Diabetes comes in two forms, Type 1 and Type 2, with Type 2 being much more prevalent. In fact, only about five percent of people with diabetes have Type 1. With this form of the disease, a person’s body does not produce insulin. This is a problem because people need insulin to get glucose from sugars and starches into their body’s cells. With Type 2 diabetes, a person’s glucose levels rise faster than normal because their body does not properly use the insulin that it produces.
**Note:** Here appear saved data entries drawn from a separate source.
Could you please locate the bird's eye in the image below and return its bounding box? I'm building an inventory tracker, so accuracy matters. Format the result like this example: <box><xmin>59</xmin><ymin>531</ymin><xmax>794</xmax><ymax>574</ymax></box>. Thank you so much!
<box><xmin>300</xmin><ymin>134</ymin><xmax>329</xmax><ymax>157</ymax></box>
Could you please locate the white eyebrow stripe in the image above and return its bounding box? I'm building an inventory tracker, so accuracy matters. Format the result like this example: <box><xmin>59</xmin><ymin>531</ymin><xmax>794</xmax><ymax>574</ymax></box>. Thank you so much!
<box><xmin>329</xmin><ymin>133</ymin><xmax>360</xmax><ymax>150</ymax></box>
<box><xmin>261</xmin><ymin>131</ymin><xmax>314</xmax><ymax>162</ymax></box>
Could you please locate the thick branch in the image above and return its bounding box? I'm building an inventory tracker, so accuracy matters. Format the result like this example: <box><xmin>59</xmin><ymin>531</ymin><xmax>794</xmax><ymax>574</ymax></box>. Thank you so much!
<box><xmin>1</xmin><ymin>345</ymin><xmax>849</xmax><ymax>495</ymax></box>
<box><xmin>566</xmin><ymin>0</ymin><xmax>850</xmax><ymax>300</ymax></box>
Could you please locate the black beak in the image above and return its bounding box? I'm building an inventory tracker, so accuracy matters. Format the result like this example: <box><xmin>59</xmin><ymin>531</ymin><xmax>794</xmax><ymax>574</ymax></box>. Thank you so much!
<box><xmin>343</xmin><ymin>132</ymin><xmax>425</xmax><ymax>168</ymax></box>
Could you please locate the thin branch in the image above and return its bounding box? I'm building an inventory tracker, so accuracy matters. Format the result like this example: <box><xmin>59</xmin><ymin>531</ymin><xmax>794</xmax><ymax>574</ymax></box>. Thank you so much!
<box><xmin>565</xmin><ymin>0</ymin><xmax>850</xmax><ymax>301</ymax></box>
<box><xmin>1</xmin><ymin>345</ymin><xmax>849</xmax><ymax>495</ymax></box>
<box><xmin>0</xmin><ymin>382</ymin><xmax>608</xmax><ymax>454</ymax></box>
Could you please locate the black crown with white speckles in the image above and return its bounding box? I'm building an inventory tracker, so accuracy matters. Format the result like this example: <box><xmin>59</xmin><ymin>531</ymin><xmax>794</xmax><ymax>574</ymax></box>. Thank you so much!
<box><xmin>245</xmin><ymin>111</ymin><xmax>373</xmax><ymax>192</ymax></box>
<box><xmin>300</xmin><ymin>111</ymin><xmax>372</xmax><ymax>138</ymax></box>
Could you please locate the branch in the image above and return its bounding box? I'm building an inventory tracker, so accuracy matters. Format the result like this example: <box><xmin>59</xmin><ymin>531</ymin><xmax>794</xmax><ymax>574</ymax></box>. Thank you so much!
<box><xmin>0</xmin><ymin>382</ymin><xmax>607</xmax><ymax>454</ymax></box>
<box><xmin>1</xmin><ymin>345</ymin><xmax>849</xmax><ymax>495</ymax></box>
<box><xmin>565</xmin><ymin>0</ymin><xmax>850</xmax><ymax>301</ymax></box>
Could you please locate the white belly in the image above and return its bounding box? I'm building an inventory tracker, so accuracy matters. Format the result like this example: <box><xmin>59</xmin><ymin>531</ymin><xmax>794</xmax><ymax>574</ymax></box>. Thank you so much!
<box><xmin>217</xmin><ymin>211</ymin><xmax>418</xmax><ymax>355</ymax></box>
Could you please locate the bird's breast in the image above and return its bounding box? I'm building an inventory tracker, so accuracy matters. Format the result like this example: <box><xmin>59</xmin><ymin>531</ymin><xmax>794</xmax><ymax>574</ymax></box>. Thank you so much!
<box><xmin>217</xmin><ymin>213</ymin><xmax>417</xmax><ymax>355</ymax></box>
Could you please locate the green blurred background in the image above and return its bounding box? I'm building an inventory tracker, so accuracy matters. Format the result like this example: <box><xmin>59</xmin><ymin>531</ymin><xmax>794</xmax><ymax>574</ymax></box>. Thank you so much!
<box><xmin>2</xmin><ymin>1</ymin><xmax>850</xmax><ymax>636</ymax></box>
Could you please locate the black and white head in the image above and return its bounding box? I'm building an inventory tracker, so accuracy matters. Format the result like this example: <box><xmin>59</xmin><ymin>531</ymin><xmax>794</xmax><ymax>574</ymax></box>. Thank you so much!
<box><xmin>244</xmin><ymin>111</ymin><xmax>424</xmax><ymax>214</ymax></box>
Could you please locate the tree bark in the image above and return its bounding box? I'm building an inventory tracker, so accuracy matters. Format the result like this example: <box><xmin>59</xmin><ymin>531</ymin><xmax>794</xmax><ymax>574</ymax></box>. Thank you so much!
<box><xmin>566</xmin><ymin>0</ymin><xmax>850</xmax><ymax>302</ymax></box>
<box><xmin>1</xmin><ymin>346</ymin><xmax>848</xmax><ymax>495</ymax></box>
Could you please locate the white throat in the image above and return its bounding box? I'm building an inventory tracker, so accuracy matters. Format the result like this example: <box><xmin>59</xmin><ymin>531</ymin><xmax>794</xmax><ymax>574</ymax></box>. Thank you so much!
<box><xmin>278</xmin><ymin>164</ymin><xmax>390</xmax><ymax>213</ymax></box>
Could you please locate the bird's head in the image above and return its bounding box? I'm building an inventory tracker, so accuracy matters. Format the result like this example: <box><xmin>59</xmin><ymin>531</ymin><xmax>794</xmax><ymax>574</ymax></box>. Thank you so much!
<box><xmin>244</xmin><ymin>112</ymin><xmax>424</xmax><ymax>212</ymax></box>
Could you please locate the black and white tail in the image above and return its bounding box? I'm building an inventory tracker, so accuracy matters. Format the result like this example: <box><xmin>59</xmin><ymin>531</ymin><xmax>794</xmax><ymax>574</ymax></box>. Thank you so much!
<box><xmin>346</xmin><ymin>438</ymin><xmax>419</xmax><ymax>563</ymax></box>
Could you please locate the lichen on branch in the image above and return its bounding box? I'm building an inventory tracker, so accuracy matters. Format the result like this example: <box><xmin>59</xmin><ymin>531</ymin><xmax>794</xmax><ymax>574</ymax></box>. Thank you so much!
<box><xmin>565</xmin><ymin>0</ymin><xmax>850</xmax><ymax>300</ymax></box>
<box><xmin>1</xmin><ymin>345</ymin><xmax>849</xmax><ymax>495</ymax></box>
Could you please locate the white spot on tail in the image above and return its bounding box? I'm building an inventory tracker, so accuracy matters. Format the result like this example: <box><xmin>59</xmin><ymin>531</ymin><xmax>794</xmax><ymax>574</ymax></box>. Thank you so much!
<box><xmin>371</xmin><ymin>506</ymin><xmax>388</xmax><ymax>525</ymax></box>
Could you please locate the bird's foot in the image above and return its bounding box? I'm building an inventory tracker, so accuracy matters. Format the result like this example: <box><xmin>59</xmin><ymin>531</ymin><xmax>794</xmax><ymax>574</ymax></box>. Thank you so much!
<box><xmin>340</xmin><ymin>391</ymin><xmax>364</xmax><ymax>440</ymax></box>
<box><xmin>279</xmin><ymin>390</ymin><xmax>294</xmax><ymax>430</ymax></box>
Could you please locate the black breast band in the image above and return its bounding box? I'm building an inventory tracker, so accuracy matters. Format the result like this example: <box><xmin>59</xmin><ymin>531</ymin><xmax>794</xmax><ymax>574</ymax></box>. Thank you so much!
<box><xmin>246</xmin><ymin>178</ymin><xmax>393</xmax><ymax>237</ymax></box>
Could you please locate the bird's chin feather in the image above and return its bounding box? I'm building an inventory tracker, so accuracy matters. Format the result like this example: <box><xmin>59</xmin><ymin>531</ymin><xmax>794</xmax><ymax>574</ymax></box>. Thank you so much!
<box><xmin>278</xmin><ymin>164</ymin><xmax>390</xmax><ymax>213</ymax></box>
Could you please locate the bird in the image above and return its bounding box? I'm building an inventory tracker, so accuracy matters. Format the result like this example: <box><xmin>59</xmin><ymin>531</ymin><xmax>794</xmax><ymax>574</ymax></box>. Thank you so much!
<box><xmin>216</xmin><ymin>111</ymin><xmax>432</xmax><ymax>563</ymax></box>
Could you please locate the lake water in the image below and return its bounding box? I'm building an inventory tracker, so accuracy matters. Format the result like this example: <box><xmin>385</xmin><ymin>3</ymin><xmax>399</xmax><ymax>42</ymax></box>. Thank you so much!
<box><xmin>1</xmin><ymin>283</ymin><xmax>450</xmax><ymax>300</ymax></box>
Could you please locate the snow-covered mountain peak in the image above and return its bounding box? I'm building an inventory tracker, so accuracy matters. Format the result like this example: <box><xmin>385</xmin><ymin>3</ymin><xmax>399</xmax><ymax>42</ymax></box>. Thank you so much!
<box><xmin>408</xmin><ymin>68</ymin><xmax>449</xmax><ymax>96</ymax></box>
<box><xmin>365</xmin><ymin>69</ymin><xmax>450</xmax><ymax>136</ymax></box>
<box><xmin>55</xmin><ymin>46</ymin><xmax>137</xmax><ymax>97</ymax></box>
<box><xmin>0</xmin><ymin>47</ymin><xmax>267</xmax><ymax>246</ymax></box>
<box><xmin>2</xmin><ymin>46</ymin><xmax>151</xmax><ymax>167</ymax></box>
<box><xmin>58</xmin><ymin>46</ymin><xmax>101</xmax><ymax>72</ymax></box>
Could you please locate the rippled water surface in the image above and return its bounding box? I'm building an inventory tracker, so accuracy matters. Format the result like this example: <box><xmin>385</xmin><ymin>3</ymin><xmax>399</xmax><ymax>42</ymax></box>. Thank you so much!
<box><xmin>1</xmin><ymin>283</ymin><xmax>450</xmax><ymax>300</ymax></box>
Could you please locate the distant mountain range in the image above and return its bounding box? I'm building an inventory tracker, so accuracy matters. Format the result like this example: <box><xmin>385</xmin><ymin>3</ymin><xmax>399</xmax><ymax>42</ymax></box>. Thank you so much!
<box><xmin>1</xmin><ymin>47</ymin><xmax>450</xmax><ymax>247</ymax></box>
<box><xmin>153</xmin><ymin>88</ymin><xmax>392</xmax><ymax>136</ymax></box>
Unlike Type 1 diabetes, which people are born with, Type 2 diabetes develops over time, and is most prevalent among middle-aged and older adults. Regardless of which type of the disease affecting a person, diabetes can cause many health problems. Although a person can effectively manage their diabetes throughout life, sometimes it can cause health issues that leave an individual unable to handle their normal daily tasks.
Under federal law, diabetes is classified as a disability, and people with the disease have certain legal protections. Furthermore, either Type 1 or Type 2 diabetes can cause a person to have severe enough health problems that they are unable to work a regular job. If this is the case, the person may qualify for Social Security disability benefits to help with medical expenses and monthly living costs.
While some people with diabetes can get SSD benefits for illness, not every case will be severe enough to qualify for benefits. Thus, residents in the Houston area who have diabetes and are having trouble obtaining or maintaining a job should research whether they might be able to qualify for SSD. An experienced Social Security attorney can help people in this situation with their questions and represent them as they seek out the compensation they need.